Abstract Background and Aims Direct oral anticoagulants (DOACs) are a well-known alternative to conventional antagonist of vitamin-K (avK) and have emerged as the preferred choice due to their safety and efficacy profile. However, immune modulating drugs as cyclosporine and tacrolimus, commonly used for transplant recipients, may interfere with DOACs pharmacokinetic.

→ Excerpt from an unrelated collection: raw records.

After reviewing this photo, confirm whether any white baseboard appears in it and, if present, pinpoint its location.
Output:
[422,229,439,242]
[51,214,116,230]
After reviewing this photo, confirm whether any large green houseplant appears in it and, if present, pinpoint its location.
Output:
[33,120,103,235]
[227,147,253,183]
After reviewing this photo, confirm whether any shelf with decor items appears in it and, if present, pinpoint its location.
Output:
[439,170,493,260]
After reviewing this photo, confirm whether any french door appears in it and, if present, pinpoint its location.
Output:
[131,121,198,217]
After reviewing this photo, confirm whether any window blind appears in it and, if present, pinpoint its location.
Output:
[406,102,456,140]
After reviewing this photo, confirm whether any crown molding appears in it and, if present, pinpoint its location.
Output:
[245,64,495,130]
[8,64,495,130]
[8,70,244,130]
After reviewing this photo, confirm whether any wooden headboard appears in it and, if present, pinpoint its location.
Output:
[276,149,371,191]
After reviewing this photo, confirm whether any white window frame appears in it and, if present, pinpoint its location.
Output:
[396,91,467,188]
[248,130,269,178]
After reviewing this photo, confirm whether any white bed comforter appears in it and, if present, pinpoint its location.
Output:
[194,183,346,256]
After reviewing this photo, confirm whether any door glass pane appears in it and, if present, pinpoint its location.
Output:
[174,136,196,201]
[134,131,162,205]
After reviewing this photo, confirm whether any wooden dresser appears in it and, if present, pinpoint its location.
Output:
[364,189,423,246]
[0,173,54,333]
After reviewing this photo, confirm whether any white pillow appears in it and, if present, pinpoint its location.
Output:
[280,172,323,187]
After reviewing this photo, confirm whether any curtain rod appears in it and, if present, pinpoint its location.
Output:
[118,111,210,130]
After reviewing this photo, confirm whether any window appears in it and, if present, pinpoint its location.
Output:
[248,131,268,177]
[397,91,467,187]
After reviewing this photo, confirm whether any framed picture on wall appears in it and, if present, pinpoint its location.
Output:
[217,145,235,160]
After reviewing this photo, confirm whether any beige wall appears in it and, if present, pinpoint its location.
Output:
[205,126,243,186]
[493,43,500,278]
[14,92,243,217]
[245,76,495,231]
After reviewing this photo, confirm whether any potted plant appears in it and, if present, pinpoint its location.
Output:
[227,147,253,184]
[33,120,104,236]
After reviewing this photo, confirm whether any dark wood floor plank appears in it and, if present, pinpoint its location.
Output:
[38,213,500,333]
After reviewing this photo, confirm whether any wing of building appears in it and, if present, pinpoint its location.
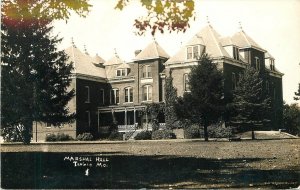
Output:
[34,24,283,140]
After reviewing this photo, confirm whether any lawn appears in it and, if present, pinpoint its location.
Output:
[1,139,300,189]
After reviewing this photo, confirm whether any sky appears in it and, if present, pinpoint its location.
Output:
[54,0,300,103]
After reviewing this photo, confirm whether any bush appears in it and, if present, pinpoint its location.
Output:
[108,131,123,141]
[207,125,232,138]
[152,130,176,140]
[184,125,201,139]
[134,131,151,140]
[46,133,74,142]
[77,133,94,141]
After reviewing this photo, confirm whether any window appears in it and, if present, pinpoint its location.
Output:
[85,111,91,127]
[255,57,260,71]
[85,86,90,103]
[100,89,104,105]
[110,89,120,104]
[233,46,240,60]
[183,74,191,92]
[186,45,200,59]
[193,46,199,59]
[117,69,128,77]
[266,81,270,94]
[270,59,275,71]
[143,65,152,78]
[143,85,152,101]
[125,87,133,103]
[231,73,236,90]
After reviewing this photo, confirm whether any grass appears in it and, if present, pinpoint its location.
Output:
[1,139,300,189]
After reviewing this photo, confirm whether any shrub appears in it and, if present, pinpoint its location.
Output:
[108,131,123,141]
[184,125,201,139]
[207,125,232,138]
[152,130,176,140]
[134,131,151,140]
[77,133,94,141]
[46,133,74,142]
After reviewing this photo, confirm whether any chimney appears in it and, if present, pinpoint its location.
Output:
[134,49,142,56]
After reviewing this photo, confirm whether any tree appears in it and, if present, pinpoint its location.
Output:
[165,70,177,129]
[1,16,74,144]
[283,103,300,135]
[230,66,270,139]
[294,83,300,100]
[115,0,195,36]
[175,54,225,141]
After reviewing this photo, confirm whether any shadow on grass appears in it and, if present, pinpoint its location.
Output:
[1,152,300,189]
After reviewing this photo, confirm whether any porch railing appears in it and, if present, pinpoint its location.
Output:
[118,125,136,132]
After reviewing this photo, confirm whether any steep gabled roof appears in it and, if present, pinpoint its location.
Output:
[116,62,130,69]
[65,46,106,78]
[135,41,170,60]
[197,24,229,57]
[103,53,124,66]
[231,30,265,51]
[93,54,105,63]
[166,25,230,64]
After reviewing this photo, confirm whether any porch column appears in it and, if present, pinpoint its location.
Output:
[133,107,136,127]
[124,108,127,127]
[97,110,100,133]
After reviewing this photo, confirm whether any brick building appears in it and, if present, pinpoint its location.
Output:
[33,24,283,140]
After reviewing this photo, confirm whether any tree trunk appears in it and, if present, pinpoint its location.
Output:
[252,129,255,140]
[204,125,208,141]
[23,120,33,144]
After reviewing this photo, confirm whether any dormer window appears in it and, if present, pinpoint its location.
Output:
[186,45,201,59]
[117,69,128,77]
[143,65,152,78]
[270,59,275,71]
[255,57,260,71]
[233,46,240,60]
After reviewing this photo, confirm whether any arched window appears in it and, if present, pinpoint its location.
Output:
[183,74,191,92]
[143,85,152,101]
[124,87,133,103]
[110,88,120,104]
[143,65,152,78]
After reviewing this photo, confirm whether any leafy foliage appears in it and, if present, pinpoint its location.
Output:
[283,104,300,135]
[152,129,176,140]
[134,131,151,140]
[46,133,74,142]
[76,133,94,141]
[231,67,270,138]
[184,125,201,139]
[294,83,300,100]
[165,70,177,129]
[1,16,74,144]
[1,0,91,27]
[115,0,195,35]
[143,103,165,131]
[175,54,225,141]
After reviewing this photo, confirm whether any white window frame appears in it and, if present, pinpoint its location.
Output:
[124,87,133,103]
[183,73,191,92]
[116,69,128,77]
[84,86,90,103]
[186,45,201,60]
[143,85,153,102]
[85,111,91,127]
[100,88,105,105]
[231,72,237,90]
[233,46,240,60]
[142,65,152,78]
[110,88,120,105]
[255,57,260,71]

Our study evaluates safety and efficacy profile of direct oral anticoagulants (DOACs) compared to avK in kidney transplant recipients (KTRs) treated with immune modulating agents. Methods A multi-center retrospective observational study from 4 Italian hospitals enrolling KTRs on DOACs or avK was carried out. Sixty-six patients on DOACs were compared with fifty patients on avK with similar clinical features. Serial evaluation of renal function and serum levels of immune modulating drugs during 24 months follow-up (FU) was performed. Results Mean age of DOACs patients was 67±9 and mean eGFR was 58,3± 30,4mL/min/1.73 m2. Immune-modulating therapy included tacrolimus (n = 47, 71%), cyclosporin (n = 13, 20%), everolimus (n = 10, 7%) and sirolimus (n = 4, 6%). After 14 days of DOACs therapy initiation there was a slight increase of serum levels of tacrolimus (+0.19±0.67 p = 0.80) and cyclosporine (+0.12±0.25 p = 0.94) not statistically significant. Only a patient treated with dabigatran 150 mg required a dose adjustment. Levels of tacrolimus and cyclosporin were stable at serial evaluation during 18-months follow-up. There were no thromboembolic events among patients treated with DOACs or avK and no differences in term of mayor bleeding (5.8% vs 4% p = 0.99), at long-term follow-up. There was no difference in term of eGFR decline from start therapy to 18 months FU between DOACs or avK therapy (-3.9±1 vs −3.8±2 p = 0.82). Conclusion DOACs are a potential therapeutic option among kidney transplant recipients treated with immune modulating drugs. Careful evaluation of immunomodulating agent levels during the first two week of therapy should be recommended. No difference in term of bleeding, thromboembolic events and renal function decline was found when comparing with avK therapy.